Firma NABINO otrzymała kolejne państwowe zlecenie
Spółka NABINO, która przygotowała wadliwy system liczenia głosów wygrała teraz przetarg na przygotowanie serwerów i przesyłanie danych strony głównej Biuletynu Informacji Publicznej. O sprawie napisał dziennik „Fakt”.
Na serwisie BIP-u znajdują się wszystkie informacje dot. działania administracji państwowej. Dostęp ma do niej każdy obywatel. Kwota na jaką opiewa kontrakt to zaledwie 28 tys. zł.
Poseł Henryk Kowalczyk jest zaniepokojony sprawą. Jak mówi, rodzi się wiele wątpliwości co do prawidłowego przebiegu przetargu.

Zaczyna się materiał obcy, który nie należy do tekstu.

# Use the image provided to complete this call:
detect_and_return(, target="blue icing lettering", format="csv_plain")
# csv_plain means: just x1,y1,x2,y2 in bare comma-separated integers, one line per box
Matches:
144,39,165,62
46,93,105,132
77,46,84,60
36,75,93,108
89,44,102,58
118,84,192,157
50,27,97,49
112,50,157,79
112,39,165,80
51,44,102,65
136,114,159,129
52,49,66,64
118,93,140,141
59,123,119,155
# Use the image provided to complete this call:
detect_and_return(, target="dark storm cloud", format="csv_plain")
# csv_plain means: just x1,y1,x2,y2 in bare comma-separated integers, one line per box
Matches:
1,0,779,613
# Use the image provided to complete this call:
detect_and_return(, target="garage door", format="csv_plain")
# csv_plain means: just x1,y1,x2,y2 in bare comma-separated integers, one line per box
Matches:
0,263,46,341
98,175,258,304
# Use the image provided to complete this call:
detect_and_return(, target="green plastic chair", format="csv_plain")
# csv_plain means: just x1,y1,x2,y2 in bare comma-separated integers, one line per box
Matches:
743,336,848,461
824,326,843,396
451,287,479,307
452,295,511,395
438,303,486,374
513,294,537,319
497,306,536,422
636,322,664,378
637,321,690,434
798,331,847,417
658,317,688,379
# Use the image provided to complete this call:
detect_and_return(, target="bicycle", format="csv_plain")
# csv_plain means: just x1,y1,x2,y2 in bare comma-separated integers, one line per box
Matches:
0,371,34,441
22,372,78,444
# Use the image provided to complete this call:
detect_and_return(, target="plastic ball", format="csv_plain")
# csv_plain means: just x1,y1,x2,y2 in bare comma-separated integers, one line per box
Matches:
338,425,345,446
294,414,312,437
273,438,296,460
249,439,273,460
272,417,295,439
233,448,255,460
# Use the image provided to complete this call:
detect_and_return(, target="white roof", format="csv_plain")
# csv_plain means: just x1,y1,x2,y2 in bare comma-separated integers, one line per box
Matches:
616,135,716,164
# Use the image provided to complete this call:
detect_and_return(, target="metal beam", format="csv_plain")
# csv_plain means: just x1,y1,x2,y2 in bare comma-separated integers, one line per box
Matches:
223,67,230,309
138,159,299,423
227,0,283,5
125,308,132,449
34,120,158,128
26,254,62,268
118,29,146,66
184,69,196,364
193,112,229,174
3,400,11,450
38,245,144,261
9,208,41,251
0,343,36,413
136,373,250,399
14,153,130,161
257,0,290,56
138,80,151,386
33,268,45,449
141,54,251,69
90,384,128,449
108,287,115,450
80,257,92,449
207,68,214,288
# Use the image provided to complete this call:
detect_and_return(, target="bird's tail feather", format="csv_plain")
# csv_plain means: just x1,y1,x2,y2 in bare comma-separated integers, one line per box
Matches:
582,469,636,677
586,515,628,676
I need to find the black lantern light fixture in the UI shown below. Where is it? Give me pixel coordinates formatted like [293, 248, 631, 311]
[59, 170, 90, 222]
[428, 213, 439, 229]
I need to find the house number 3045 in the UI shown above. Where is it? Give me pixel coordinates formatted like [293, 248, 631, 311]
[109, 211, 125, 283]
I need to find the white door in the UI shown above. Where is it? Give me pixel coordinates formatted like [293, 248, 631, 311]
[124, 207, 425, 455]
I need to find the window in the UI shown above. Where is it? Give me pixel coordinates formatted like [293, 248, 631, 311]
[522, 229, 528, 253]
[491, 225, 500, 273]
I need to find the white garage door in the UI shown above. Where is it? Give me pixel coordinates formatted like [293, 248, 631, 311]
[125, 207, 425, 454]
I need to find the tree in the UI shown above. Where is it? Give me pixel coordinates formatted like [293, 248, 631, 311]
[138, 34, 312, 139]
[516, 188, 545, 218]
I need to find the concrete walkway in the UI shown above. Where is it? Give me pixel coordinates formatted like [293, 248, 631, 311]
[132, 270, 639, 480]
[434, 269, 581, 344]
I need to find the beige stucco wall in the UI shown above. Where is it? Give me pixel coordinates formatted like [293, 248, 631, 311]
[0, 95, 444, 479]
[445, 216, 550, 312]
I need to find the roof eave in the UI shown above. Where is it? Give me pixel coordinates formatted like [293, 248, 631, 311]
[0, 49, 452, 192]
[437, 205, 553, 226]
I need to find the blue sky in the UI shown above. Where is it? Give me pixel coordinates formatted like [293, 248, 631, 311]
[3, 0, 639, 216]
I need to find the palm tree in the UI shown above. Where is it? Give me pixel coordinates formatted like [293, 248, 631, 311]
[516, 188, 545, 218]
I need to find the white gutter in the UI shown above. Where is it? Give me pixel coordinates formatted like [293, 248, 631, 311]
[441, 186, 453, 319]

– Zdawanie nadzoru i kontroli nad BIP-em jest całkowitą nieodpowiedzialnością. Ja rozumiem, że prawo zamówień publicznych preferuje cenę, ale najistotniejsze jest to, że jest to firma niewiarygodna i taka oferta powinna być odrzucona – bez względu na to jak niska jest cena. Zresztą tym bardziej – tak niska cena świadczy o tym, że jest to podejrzane i nie da się tego zrobić. Jest to niepojęte, no chyba, że chcemy zrujnować system informatyczny. Nie wyobrażam sobie, żeby za 28 tys. zł zrobić cokolwiek porządnego, co by funkcjonowało – komentuje polityk.
Firma Nabino była odpowiedzialna za przygotowanie systemu informatycznego na ubiegłoroczne wybory samorządowe. System wówczas zawiódł, a wyniki poznaliśmy tydzień po głosowaniu. Pracę stracili wszyscy członkowie Państwowej Komisji Wyborczej.